My job at the Post well done, I next swoop down on the candy shops and confectioners and flat-out steal the beribboned boxes of chocolates awaiting delivery and giddy consumption, probably in bed.  I admit that it troubles me somewhat to resort to tactics as unimaginative as stealing, but I can't obsess over that right now, for I have other plans in store.  From here it's a quick hop, skip and a jump to the gleaming kitchens of the city's toniest restaurants, where I remove the delicately fleshed fish fillets and expensively trimmed roasts from the safety of the refrigerators, and set them to fester on top of the massive, shining ovens . . . but not before I've dialed those ovens to 350 degrees and placed within the boxes of chocolates I've been hating myself for stealing in the first place!  On the way out, I leave the back door ajar, in case any neighborhood cats, dogs, rats, raccoons, possums and other vermin happen to experience a hankerin'.

Then I'm off to the proud establishments of the city's finest wine merchants and purveyors of expensive spirits, where I remove my specially forged stainless-steel hat pin from its tailored leather sheath and, acting with the speed and skill of a battlefield surgeon, I plunge it through the corks of every bottle of champagne, imported and domestic.  All those Veuve Cliquots, those Tattingers, those Moets, and of course those Dom Perignons, each awaiting lovers' trysts and impassioned assignations, will pour out as stale and flat as the pathetic relationships they were intended to toast!  The notion makes me weak with laughter!  But I cannot retire my expensive pin just yet; one more task I have for it this night!  After pausing to lick the drops of delicious nectar that cling to its gleaming shaft, I glide like a ghost into the pharmacies, the wallets, the top dresser drawers, and into those cute little baskets and boxes women keep on their bedside tables, where, with its immeasurably sharp point, I delicately pierce each of the condoms that lay in solemn anticipation of the spasmodic culmination of this most special of all days.  There'll be more than one Valentine's Day surprise in the offing this year, that's for sure!

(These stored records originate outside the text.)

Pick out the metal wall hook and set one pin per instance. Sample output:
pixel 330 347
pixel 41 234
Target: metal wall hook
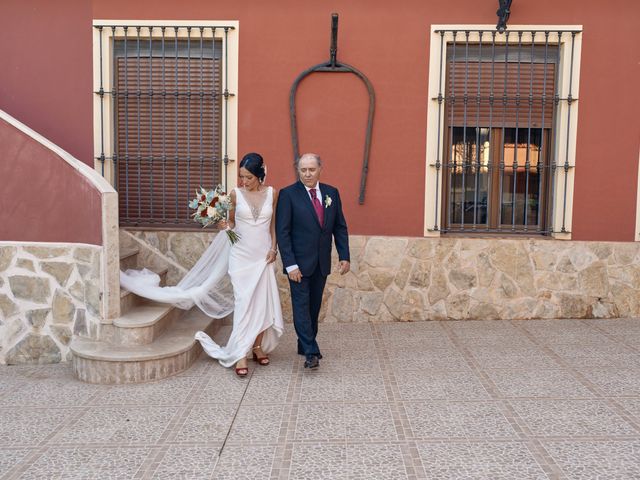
pixel 334 66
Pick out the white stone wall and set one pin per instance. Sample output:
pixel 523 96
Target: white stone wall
pixel 48 292
pixel 409 279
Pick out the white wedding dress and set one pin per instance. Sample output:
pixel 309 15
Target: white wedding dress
pixel 255 301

At last, exhausted, spent and sweaty from my labors, I climb back into my heart-shaped flying car, pulled by my slavering pack of flying jackals, and zoom off to the dark sanctuary of my forbidding castle.  And as the first rays of the sun break over the horizon, I drift off to sleep content in the knowledge that if I, The Grinch That Stole Valentine's Day, have been responsible for the end of just one relationship, for just one breakup, so that there is just one more freshly minted single woman, so that just one friend, when asked, won't reflexively spit back "no," but will instead pause and think and say, "now wait a minute, what about Amy . . . or Barbara . . .  or Carol or Diane or Debby or Karen or Jill or Linda or Mindy or Natalie or Rachel or Sharon or Wendy . . . isn't she single again? . . . Didn't she just break up with her boyfriend? . . . Wasn't it right around . . . Valentine's Day??" .... then NONE of my WORK will have been IN VAIN.